# Warm up

The code below showcases a convolutional network in Keras. It was designed to classify 100x100 rgb images into 10 classes.
This network... quite frankly, it sucks. Can you guess what's the problem? Is there just one problem?

In [None]:
import keras
import keras.layers as L
import keras.initializers as init

In [None]:
net = keras.models.Sequential()

net.add(L.InputLayer([100, 100, 3]))

net.add(L.Conv2D(filters=512, kernel_size=(3, 3), 
                 kernel_initializer=init.zeros()))
net.add(L.Activation('relu'))

net.add(L.Conv2D(filters=128, kernel_size=(3, 3), 
                 kernel_initializer=init.zeros()))
net.add(L.Activation('relu'))

net.add(L.Conv2D(filters=32, kernel_size=(3, 3), 
                 kernel_initializer=init.zeros()))
net.add(L.Activation('relu'))

net.add(L.MaxPool2D(pool_size=(6, 6)))

net.add(L.Conv2D(filters=8, kernel_size=(10, 10), 
                 kernel_initializer=init.RandomNormal(), padding='same'))
net.add(L.Activation('relu'))


net.add(L.Conv2D(filters=8, kernel_size=(10, 10), 
                 kernel_initializer=init.RandomNormal(), padding='same'))
net.add(L.Activation('relu'))

net.add(L.MaxPool2D(pool_size=(3, 3)))

net.add(L.Flatten()) # convert 3d tensor to a vector of features

net.add(L.Dense(units=512))
net.add(L.Activation('softmax'))

net.add(L.Dropout(rate=0.5))

net.add(L.Dense(units=512))
net.add(L.Activation('softmax'))

net.add(L.Dense(units=10))
net.add(L.Activation('sigmoid'))
net.add(L.Dropout(rate=0.5))

* [Conv2D](https://keras.io/layers/convolutional/#conv2d) - performs convolution:
    * filters: number of output channels;
    * kernel_size: an integer or tuple/list of 2 integers, specifying the width and height of the 2D convolution window;
    * padding: padding="same" adds zero padding to the input, so that the output has the same width and height, padding='valid' performs convolution only in locations where kernel and the input fully overlap;
    * activation: "relu", "tanh", etc.
    * input_shape: shape of input.
* [MaxPooling2D](https://keras.io/layers/pooling/#maxpooling2d) - performs 2D max pooling.
* [Flatten](https://keras.io/layers/core/#flatten) - flattens the input, does not affect the batch size.
* [Dense](https://keras.io/layers/core/#dense) - fully-connected layer.
    * Activation - applies an activation function.
* [LeakyReLU](https://keras.io/layers/advanced-activations/#leakyrelu) - applies leaky relu activation.
* [Dropout](https://keras.io/layers/core/#dropout) - applies dropout.

## Book of grudges
* zero init for weights will cause symmetry effect
* Too many filters for first 3x3 convolution - will lead to enormous matrix while there's just not enough relevant combinations of 3x3 images (overkill).
* Usually the further you go, the more filters you need.
* large filters (10x10 is generally a bad pactice, and you definitely need more than 10 of them
* the second of 10x10 convolution gets 8x6x6 image as input, so it's technically unable to perform such convolution.
* Softmax nonlinearity effectively makes only 1 or a few neurons from the entire layer to "fire", rendering 512-neuron layer almost useless. Softmax at the output layer is okay though
* Dropout after probability prediciton is just lame. A few random classes get probability of 0, so your probabilities no longer sum to 1 and crossentropy goes -inf.
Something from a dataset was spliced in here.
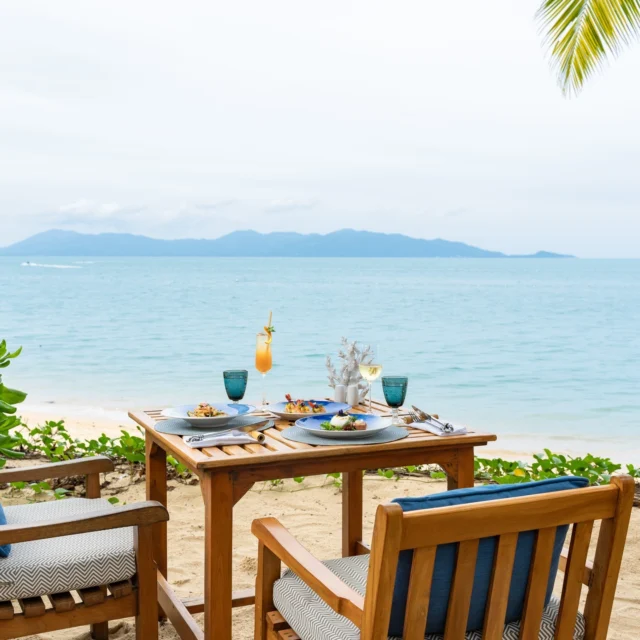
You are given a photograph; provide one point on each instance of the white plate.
(374, 425)
(181, 412)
In this exercise you have to train a new Convolutional Neural Network from scratch for the classification of images.

1. For this we will use the Keras library.
2. The aim is to achieve 99% accuracy (on validation/test set) the MNIST dataset http://yann.lecun.com/exdb/mnist/.
3. We have provided a basic Keras implementation of a CNN.
4. You are allowed to do whatever you want (except copy pasting) with the network as long as it is explained in your report.
5. Feel free to change the architecture of the network as well as parameters (e.g. learning rate, kernel sizes, ...).
6. You can try to guess parameters manually of you want, just make sure that it performs better than 99% on the validation set.
7. Sketch the final network architecture in your report.
8. Make sure you train the network on the GPU, otherwise it will be too slow.
9. Explain the plots: learning curve, accuracy wrt epoch.